Mencuatnya kasus pengunduran diri Hakim Agung Ahmad Yamani sungguh menggagetkan publik.
"Publik menjadi semakin yakin bila mafia hukum di peradilan itu memang benar-benar nyata," kata anggota Komisi III DPR RI, Aboe Bakar Al-Habsy di Jakarta, Minggu (18/11).
Kasus ini menjadi pembelajaran sekaligus tuntutan agar Mahkamah Agung segera memperbaiki tata kelola peradilan di jajarannya.
"Agar akuntabilitas kinerja lembaga peradilan dapat dipercaya oleh publik. Misalkan soal putusan seperti ini, tidak ada yang bisa memberikan jaminan bahwa amar putusan dari majelis sama dengan salinan yang diberikan. Kecuali mungkin untuk pengadilan tingkat pertama, dimana majelis langsung membacakan putusan di depan persidangan yang dapat diikuti langsung oleh para pihak," ujar politisi PKS itu.
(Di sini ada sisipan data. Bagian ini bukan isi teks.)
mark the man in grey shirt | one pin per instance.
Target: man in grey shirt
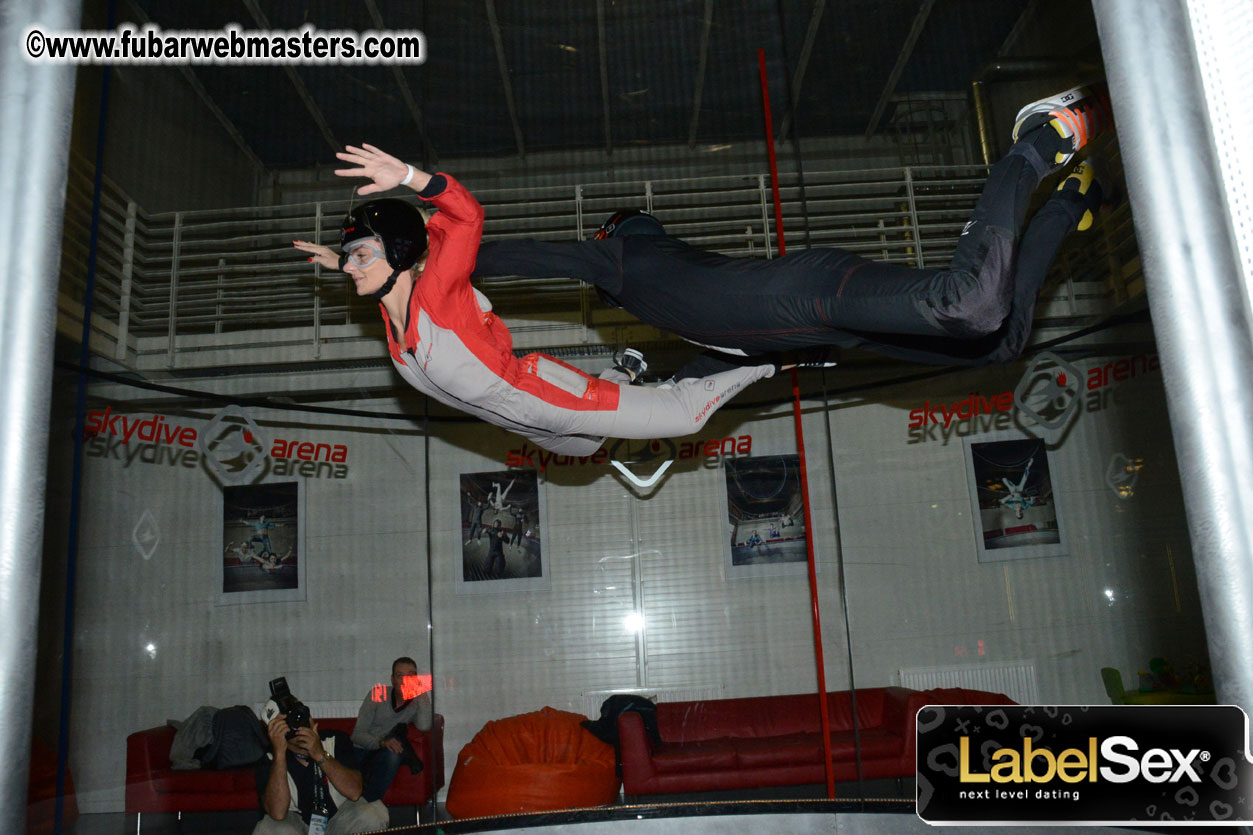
(377, 750)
Pada kasus hakim Yamani ini sebagai contoh, dia dituduh telah memalsukan putusan, karena ditemukan tulisan tangannya yang menghukum pemilik pabrik ekstasi Hengky Gunawan, selama 12 tahun padahal hakim lain menjatuhkan vonis 15 tahun.
Padahal dalam pertimbangan putusan dikatakan bahwa : 'kecuali sekedar mengenai lamanya pidana yang dijatuhkan perlu diperbaiki' yang artinya MA pada dasarnya memiliki vonis yang berbeda dengan Pengadilan Tinggi Surabaya. Namun yang saya dengar ternyata Amar putusan MA sama seperti amar putusan di PN Surabaya.
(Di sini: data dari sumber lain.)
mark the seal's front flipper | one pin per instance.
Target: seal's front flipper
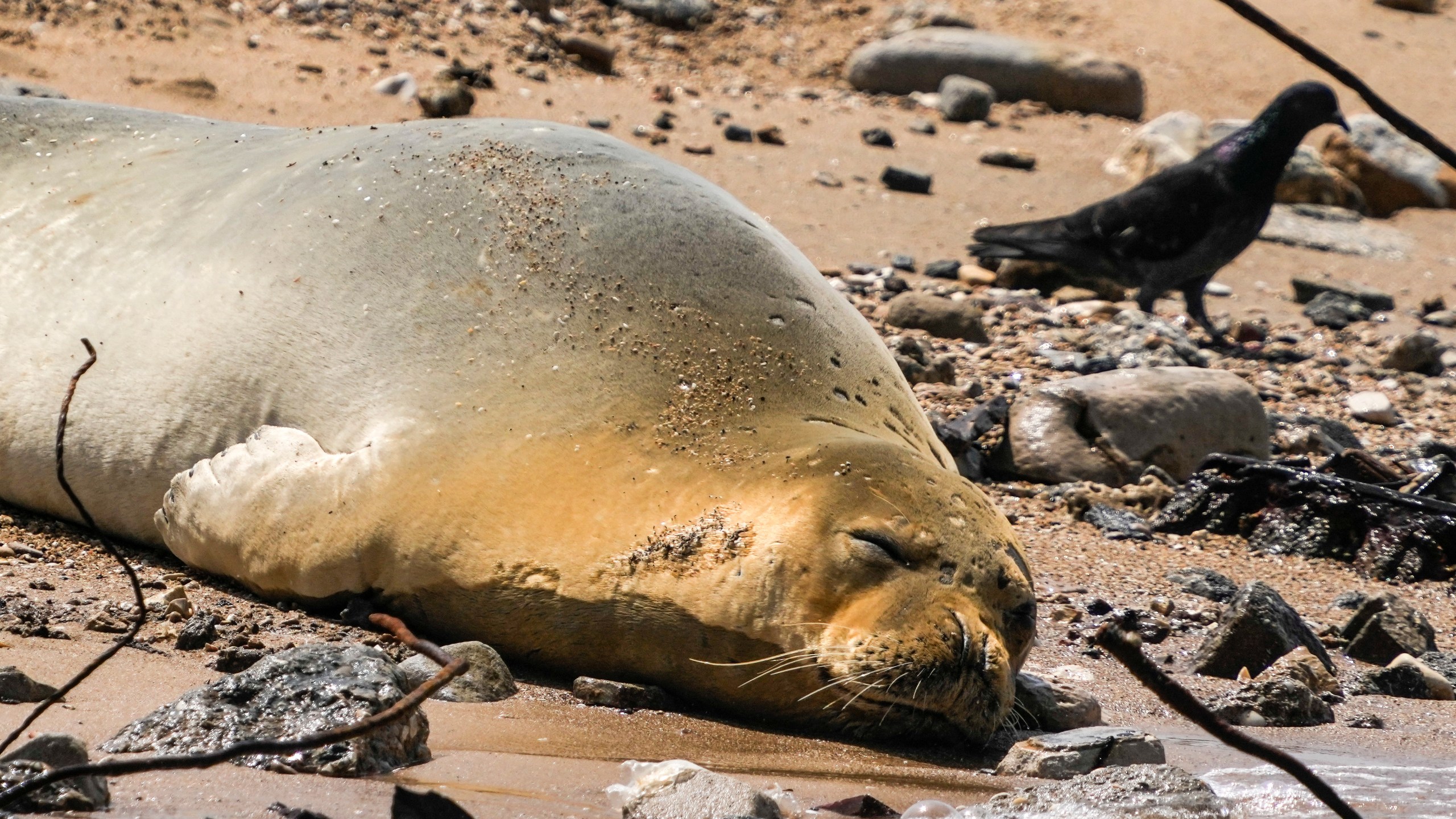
(276, 512)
Nah, apakah yang benar Yamani karena mereka sebenarnya hendak memutus beda dengan PT Surabaya, atau putusan itu dibuat hanya dengan sekedar copy paste, ya akhirnya antara pertimbangan dan amar tidan sinkron.
"MA harus membenahi yang demikian, bila tidak loop hole semacam ini akan dimainkan oleh hakim nakal dan sindikat mafia hukum. Akuntabilitas atas due process di peradilan akan dapat meningkatkan kepercayaan publik pada proses yudisial di Indonesia," kata Aboe Bakar.
Surat permohonan pengunduran Yamani diterima oleh Ketua MA tanggal 14 November 2012.